The main response of government authorities to almost all of this has been to rely on monetary penalties and deferred prosecutions. Yet, it is hard to conceive of any future criminal prosecutions taking place if these global financial institutions failed to abide by the terms of their "probation." This is due to the excuse that governments use to avoid criminal prosecution in the first place – the "too big to fail" rationale. In March, 2013, then-U.S. attorney-general Eric Holder admitted as much when he defended his decision not to criminally prosecute HSBC for its various misdeeds, claiming it would have a negative impact on the national economy. As then-assistant attorney-general Lanny Breuer put it, "Had the U.S. authorities decided to press criminal charges, HSBC would almost certainly have lost its banking licence in the U.S., the future of the institution would have been under threat and the entire banking system would have been destabilized."
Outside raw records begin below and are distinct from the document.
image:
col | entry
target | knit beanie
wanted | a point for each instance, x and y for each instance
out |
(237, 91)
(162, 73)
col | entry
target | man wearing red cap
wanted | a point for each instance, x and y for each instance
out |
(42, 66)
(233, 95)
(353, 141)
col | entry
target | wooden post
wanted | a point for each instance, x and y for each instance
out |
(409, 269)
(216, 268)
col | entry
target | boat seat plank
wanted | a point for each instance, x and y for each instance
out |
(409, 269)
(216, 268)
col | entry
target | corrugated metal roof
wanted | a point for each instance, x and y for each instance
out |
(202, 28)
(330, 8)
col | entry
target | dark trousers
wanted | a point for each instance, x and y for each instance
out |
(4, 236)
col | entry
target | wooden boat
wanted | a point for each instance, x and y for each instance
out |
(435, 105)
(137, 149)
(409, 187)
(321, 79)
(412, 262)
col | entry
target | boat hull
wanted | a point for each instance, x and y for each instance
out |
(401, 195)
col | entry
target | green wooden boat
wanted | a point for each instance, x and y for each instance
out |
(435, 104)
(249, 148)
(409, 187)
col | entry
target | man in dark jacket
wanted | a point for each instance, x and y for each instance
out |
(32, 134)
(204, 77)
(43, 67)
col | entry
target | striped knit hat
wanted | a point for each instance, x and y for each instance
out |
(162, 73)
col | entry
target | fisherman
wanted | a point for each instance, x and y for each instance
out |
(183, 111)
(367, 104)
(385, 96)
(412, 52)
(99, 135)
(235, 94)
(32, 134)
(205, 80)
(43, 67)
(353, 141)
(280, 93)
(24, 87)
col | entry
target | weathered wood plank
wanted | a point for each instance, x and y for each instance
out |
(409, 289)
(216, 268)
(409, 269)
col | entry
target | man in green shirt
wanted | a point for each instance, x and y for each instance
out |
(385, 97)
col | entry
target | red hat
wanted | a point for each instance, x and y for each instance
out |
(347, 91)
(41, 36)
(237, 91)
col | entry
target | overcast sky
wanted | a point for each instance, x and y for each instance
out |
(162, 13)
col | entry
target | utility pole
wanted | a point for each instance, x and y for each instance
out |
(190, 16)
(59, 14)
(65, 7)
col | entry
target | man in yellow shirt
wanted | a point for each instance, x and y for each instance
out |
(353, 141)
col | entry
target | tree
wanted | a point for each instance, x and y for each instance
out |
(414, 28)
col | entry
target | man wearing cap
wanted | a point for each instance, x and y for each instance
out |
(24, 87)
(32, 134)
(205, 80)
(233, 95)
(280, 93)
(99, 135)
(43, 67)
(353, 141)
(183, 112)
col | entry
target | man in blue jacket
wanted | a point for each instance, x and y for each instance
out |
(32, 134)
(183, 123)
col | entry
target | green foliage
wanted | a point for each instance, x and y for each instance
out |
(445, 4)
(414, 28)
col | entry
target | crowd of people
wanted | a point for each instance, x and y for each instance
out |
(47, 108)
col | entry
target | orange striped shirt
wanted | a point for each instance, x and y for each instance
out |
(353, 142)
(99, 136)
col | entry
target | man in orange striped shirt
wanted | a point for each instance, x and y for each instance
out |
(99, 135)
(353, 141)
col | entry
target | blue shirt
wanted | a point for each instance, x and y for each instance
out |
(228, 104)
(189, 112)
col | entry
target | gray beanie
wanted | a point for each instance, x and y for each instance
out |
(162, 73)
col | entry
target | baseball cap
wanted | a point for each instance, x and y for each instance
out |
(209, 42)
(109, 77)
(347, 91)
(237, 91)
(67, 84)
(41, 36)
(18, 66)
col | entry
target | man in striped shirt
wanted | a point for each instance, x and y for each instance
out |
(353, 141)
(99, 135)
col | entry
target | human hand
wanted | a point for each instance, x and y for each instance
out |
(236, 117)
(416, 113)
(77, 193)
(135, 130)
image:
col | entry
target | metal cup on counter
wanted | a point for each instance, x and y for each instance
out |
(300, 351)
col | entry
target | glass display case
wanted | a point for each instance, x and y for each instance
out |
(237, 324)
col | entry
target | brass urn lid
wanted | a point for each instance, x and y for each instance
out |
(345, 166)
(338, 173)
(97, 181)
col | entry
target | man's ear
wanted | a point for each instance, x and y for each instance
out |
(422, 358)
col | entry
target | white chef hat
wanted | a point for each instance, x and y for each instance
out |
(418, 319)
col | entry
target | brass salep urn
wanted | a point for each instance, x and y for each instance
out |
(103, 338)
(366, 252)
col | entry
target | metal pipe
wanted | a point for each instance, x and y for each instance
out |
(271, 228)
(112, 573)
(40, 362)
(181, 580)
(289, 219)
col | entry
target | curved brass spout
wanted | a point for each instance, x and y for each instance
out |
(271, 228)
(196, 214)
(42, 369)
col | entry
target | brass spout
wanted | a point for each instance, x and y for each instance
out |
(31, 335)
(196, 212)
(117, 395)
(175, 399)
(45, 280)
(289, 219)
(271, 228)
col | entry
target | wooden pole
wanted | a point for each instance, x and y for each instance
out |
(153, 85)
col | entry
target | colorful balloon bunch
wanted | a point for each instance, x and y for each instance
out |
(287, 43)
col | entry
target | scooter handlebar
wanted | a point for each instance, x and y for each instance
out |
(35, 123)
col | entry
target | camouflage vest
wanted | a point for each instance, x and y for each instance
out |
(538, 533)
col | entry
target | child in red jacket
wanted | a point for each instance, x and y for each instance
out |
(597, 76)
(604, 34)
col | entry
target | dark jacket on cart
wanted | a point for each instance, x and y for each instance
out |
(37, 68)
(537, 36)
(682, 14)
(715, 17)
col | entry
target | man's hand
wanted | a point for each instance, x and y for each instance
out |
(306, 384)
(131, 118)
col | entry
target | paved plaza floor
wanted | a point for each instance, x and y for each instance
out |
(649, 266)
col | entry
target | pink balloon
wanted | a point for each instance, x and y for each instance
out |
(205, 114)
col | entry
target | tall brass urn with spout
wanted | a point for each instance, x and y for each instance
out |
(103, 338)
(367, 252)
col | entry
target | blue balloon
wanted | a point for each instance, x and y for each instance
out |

Mr. Manley also minimizes the sources of corporate crime in his erroneous declaration that most corporate malfeasance is perpetrated by a few bad apples "acting in their own self-interest." As for the aforementioned crimes by global financial institutions, it is well documented that hundreds of individuals within individual firms and thousands across the top echelon of the financial services sector were directly and knowingly complicit. And even if a few bad apples are singled out, inevitably they are the corporate executives and directors who create and perpetuate a corporate climate that condones and even promotes law-breaking.
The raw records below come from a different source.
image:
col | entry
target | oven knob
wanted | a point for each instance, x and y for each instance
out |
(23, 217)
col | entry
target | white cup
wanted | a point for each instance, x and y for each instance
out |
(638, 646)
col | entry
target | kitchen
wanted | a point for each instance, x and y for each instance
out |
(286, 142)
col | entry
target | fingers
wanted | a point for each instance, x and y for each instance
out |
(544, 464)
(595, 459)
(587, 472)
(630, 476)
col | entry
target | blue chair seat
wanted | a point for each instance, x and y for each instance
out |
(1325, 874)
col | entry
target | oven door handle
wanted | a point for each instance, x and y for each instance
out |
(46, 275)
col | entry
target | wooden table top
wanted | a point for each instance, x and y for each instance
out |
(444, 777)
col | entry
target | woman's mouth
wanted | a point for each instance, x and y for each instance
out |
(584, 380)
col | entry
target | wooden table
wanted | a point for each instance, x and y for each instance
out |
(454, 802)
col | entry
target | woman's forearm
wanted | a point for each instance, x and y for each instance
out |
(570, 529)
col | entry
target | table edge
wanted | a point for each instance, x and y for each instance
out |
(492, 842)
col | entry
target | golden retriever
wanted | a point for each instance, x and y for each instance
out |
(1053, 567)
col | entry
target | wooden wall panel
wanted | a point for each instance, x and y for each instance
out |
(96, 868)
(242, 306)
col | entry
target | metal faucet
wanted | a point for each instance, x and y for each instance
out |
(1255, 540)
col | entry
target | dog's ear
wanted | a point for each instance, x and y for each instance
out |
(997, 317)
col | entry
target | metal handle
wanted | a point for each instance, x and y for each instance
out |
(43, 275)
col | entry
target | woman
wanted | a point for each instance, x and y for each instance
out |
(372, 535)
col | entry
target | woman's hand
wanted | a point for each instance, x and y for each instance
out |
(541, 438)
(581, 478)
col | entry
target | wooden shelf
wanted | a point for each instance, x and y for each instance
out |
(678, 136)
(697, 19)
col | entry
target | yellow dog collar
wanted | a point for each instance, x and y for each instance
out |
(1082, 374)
In today's hyper-competitive corporate world, high-risk, high-reward cultures are the norm within multinational companies, especially those on Wall Street. Driven by a fixation with short-term profit maximization, some argue that a pathological environment exists within these corporations.

Some even contend that corporations are inherently criminogenic. The limited liabilities borne by modern corporate actors in both criminal prosecution and civil suits mean they are more apt to behave badly. The highly competitive markets in which corporations work is said to pressure management and employees to break the law. Executives' compensation in stock options may be an incentive to cheat in the short run to push up stock prices. Executive authority within a corporation often provides powers and freedom from control that may promote unethical and illegal behaviour. Executives and directors are rarely, if ever, prosecuted so there is no deterrence for them to disengage from unethical and criminal behaviour.

To paraphrase the great social critic George Carlin, if governments truly want to stop the drug traffic they have to start jailing the bankers that launder the drug money.